For an initial testing of the system, some preliminary regression experiments were performed within the framework of the project. An initial small database consisting of 65 recordings from 19 different real users and patients aged 23–69 years old was collected in the framework of the NYMPHA-MD project (see more details on patient recruitment in NYMPHA⁵³). After a careful check on the quality of the audios, only 49 of them – corresponding to 13 different users – were found to be recorded with enough quality. The remaining ones were too short – less than 2 s, empty, or containing only noise. Moreover, 15 recordings were shorter than 5 s, which could be used to extract acoustic features but were not suitable for computing reliable prosodic features over time, so they were not annotated with their corresponding HDRS and YMRS scales by the clinicians. For other recordings, clinicians were not available at the time of recordings.
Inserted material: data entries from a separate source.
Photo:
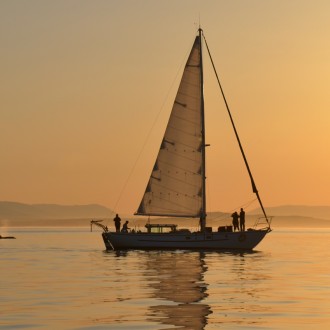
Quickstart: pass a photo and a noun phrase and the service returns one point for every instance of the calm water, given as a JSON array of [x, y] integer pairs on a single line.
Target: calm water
[[63, 279]]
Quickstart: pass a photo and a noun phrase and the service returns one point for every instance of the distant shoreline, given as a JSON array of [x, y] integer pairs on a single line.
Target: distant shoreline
[[278, 222]]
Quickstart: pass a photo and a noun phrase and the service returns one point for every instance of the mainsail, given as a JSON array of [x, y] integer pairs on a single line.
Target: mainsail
[[175, 187]]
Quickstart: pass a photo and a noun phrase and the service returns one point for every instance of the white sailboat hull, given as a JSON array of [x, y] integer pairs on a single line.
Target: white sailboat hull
[[209, 241]]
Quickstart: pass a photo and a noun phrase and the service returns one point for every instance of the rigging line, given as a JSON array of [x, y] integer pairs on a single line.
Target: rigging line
[[148, 135], [254, 188]]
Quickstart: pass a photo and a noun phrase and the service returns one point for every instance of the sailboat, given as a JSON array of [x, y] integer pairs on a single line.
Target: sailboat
[[177, 184]]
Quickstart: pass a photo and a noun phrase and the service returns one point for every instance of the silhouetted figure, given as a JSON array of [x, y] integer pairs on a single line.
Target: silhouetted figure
[[117, 223], [235, 220], [242, 220], [125, 227]]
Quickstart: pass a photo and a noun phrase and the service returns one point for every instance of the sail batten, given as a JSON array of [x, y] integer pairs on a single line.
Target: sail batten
[[176, 180]]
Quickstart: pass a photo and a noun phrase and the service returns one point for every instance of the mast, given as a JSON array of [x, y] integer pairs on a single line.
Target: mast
[[203, 170]]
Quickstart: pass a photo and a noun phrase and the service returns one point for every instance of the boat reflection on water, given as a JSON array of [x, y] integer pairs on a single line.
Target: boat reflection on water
[[177, 280]]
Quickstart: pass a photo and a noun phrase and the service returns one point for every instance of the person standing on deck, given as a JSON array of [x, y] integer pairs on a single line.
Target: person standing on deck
[[125, 227], [242, 220], [235, 220], [117, 223]]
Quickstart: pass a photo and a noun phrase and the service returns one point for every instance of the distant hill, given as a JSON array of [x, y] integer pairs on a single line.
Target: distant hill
[[20, 211], [14, 214], [320, 212]]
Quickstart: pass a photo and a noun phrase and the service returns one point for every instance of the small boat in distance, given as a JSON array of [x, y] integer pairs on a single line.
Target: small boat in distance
[[177, 184]]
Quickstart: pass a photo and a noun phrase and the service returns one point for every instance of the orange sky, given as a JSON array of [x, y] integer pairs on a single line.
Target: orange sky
[[83, 81]]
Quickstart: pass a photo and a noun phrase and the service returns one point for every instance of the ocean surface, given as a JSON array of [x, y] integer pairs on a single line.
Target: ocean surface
[[61, 278]]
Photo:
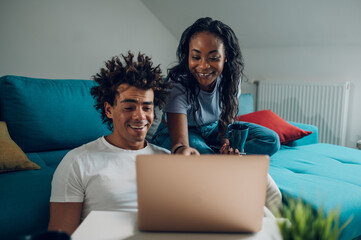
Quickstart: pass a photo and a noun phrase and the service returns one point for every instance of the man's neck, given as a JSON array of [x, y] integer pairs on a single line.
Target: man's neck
[[129, 146]]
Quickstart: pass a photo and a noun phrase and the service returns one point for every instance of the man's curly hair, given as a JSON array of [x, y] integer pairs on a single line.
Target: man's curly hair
[[139, 73]]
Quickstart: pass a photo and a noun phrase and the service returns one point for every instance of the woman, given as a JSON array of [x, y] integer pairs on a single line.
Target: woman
[[204, 97]]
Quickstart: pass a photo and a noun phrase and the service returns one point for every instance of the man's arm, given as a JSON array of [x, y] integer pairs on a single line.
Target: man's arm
[[65, 216]]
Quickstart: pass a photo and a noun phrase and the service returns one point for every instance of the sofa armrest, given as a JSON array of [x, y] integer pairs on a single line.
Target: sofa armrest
[[310, 139]]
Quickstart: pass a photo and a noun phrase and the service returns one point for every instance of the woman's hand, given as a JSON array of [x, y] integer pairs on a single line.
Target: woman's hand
[[226, 149], [185, 150]]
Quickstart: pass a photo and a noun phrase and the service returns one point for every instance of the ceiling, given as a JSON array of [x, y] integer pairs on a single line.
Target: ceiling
[[270, 23]]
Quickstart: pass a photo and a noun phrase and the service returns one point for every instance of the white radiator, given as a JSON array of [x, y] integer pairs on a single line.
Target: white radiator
[[322, 104]]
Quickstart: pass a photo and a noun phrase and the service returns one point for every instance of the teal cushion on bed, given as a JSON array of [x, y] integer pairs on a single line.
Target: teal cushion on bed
[[45, 114], [323, 175]]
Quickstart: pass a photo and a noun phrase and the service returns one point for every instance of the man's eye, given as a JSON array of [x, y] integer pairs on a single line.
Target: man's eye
[[214, 59]]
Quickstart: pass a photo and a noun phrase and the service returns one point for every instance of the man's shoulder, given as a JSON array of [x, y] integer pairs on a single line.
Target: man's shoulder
[[158, 150]]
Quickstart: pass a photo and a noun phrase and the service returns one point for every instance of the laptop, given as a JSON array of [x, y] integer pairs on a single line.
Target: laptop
[[206, 193]]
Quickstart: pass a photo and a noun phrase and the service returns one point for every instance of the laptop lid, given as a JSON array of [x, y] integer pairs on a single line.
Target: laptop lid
[[206, 193]]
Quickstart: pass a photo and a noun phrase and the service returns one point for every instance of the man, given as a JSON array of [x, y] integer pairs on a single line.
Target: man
[[101, 175]]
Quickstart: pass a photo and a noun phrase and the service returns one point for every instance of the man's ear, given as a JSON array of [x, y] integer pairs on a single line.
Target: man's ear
[[108, 110]]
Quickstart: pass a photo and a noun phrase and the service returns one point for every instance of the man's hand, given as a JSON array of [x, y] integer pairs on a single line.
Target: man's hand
[[226, 149]]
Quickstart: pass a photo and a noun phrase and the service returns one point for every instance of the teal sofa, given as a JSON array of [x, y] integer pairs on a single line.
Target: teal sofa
[[47, 118]]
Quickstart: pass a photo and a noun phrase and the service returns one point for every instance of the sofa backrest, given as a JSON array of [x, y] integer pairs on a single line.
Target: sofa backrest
[[45, 114], [48, 114]]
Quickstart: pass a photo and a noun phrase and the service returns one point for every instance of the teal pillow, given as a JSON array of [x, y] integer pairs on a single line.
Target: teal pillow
[[45, 114]]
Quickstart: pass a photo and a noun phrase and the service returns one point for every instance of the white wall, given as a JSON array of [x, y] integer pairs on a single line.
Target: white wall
[[288, 40], [326, 64], [73, 38]]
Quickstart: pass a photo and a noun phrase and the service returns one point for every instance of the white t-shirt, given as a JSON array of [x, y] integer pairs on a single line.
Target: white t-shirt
[[100, 175]]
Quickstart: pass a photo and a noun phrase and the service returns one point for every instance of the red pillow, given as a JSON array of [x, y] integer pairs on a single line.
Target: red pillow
[[286, 131]]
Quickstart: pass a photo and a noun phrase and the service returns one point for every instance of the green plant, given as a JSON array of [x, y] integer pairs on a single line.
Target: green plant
[[300, 221]]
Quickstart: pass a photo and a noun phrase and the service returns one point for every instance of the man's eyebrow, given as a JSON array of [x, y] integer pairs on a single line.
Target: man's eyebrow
[[135, 101], [213, 51]]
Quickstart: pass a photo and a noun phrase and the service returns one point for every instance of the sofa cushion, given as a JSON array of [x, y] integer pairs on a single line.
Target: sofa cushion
[[12, 158], [287, 132], [45, 114]]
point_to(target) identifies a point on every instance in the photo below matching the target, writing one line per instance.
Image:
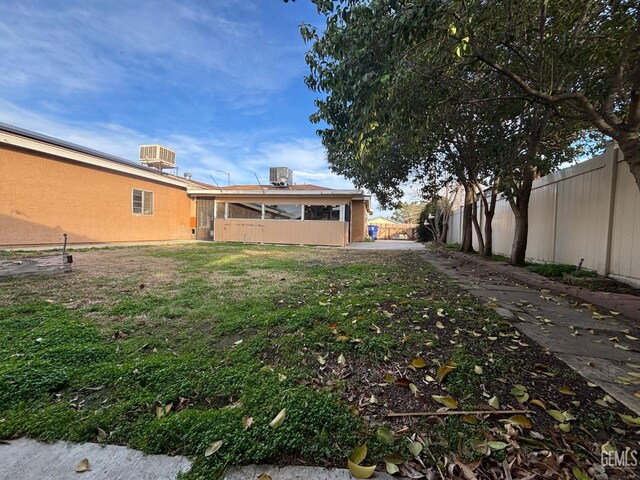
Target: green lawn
(171, 349)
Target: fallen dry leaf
(213, 448)
(83, 465)
(277, 421)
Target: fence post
(611, 177)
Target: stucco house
(49, 186)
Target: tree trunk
(519, 246)
(488, 234)
(520, 207)
(476, 226)
(631, 152)
(445, 229)
(489, 212)
(467, 222)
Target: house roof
(382, 220)
(29, 140)
(303, 186)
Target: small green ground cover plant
(234, 354)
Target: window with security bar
(142, 202)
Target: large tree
(579, 58)
(399, 103)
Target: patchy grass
(552, 270)
(167, 349)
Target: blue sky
(220, 82)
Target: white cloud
(92, 46)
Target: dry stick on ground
(457, 412)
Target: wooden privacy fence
(590, 210)
(396, 231)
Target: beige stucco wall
(42, 196)
(359, 216)
(293, 232)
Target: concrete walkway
(25, 459)
(295, 473)
(386, 245)
(602, 348)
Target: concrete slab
(606, 374)
(34, 266)
(295, 473)
(386, 245)
(26, 459)
(552, 322)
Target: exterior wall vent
(281, 176)
(157, 156)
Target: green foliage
(551, 270)
(423, 231)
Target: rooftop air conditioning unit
(281, 176)
(157, 156)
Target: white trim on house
(355, 194)
(69, 154)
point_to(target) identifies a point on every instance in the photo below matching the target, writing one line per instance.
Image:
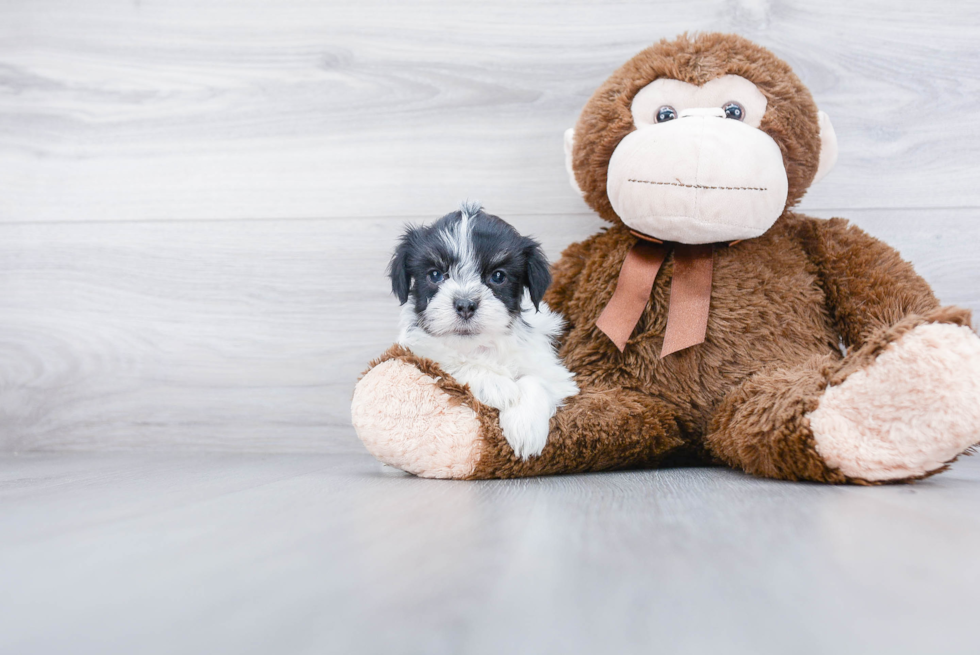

Since assessments had to be done in situ and within a short time range with respect to the recording time to be reliable, only 30 out of the valid audios could be annotated. Furthermore, the variability of the scales was rather low: a great majority of them were associated to ‘no depression’ and ‘no mania’ scales. Table 2 summarises these statistics.

Table 2.

Statistics of the speech recordings within the NYMPHA-MD project.

	# Recordings	Different users
Total recordings	65	19
Valid recordings	49	13
Valid recordings with scales	30	11
States
No depression/no mania	24	7
Subclinical depression/no mania	2	1
Mild depression/no mania	0	0
Moderate depression/no mania	1	1
No depression/subclinical mania	3	2
No depression/mild mania	0	0
No depression/moderate mania	0	0

The regression experiments were performed on Weka,⁵⁴ using a leave-one-out (LOO) cross-validation method to ameliorate the lack of data. To predict the HDRS and YMRS values, three different regression algorithms were tested: linear regression, random forest and support vector regression with a radial kernel. Tables 3 and 4 show the results obtained in the prediction of HDRS and YMRS scales, respectively, in terms of root mean square error (RMSE) and using the following sets of features: (1) voice quality and formants, (2) prosody and (3) all features. Bold numbers represent the best-performing set of features for each regression algorithm. Moreover, Table 5 compares the best results obtained in the LOO for both HDRS and YMRS scales with 10- and 5-fold cross-validations. The results clearly show that the larger the number of folds, the better the accuracy achieved in the regression experiments.

Table 3.

Root mean square errors obtained in the prediction of HDRS values (LOO cross-validation).

	Linear regression	Random forest	Support vector regression
Voice quality + formants	4.275	4.398	3.945
Prosody	5.052	4.545	4.020
All	5.063	4.604	4.049

Bold numbers refer to the best result for each regression algorithm.

Table 4.

Root mean square errors obtained in the prediction of YMRS values (LOO cross-validation).

	Linear regression	Random forest	Support vector regression
Voice quality + formants	2.226	2.067	2.244
Prosody	2.497	2.075	2.189
All	1.985	2.021	2.156

Bold numbers refer to the best result for each regression algorithm.

Table 5.

RMSE values obtained using 5-, 10-fold and LOO cross-validation.

	Cross-validation	Linear regression	Random forest	Support vector regression
HDRS voice quality + formants	LOO	4.275	4.398	3.945
	10-fold	5.620	4.617	4.269
	5-fold	4.441	4.935	4.115
YMRS all features	LOO	1.985	2.021	2.124
	10-fold	2.329	2.045	2.134
	5-fold	2.671	2.172	2.139

Bold numbers refer to the best result for each regression algorithm.

On the one hand, Table 3 shows that the best HDRS prediction is obtained by using only the voice quality plus formants set of features. In addition, among all the regression methods tested, support vector regression algorithm outperformed the other ones. On the other hand, Table 4 shows that the best YMRS prediction is obtained with the whole range of speech features. Unlike the HDRS prediction, prosody here provides useful information for the YMRS detection, which could be explained by the fact that manic speech is conveyed in a much higher degree by prosody, with higher variations in intonation and rhythm than depressed speech. In Figures 1 and 2 we have plotted the actual and predicted values for both HDRS and YMRS, respectively, for the 30 speech samples corresponding to the lowest RMSE obtained for each scale. The graphics show that the most extreme values are more difficult to be predicted due to the lack of representative training data. These results should be interpreted in caution due to the minimal number of valid recordings obtained. Moreover, most of the valid recordings were very close to the euthymic states, which limits the variability of the data used in the experiments. Note that, in the final application, since negative values make no sense in a real setting, negative predicted values are turned into 0 values. In the same way, large values are cut to the maximum HDRS and YMRS values (50 and 60, respectively).

Figure 1.

Actual HDRS values compared to the HDRS predicted values using voice quality and formant features through a support regression algorithm.

Figure 2.

Actual YMRS values compared to the YMRS predicted values using all speech features through a linear regression algorithm.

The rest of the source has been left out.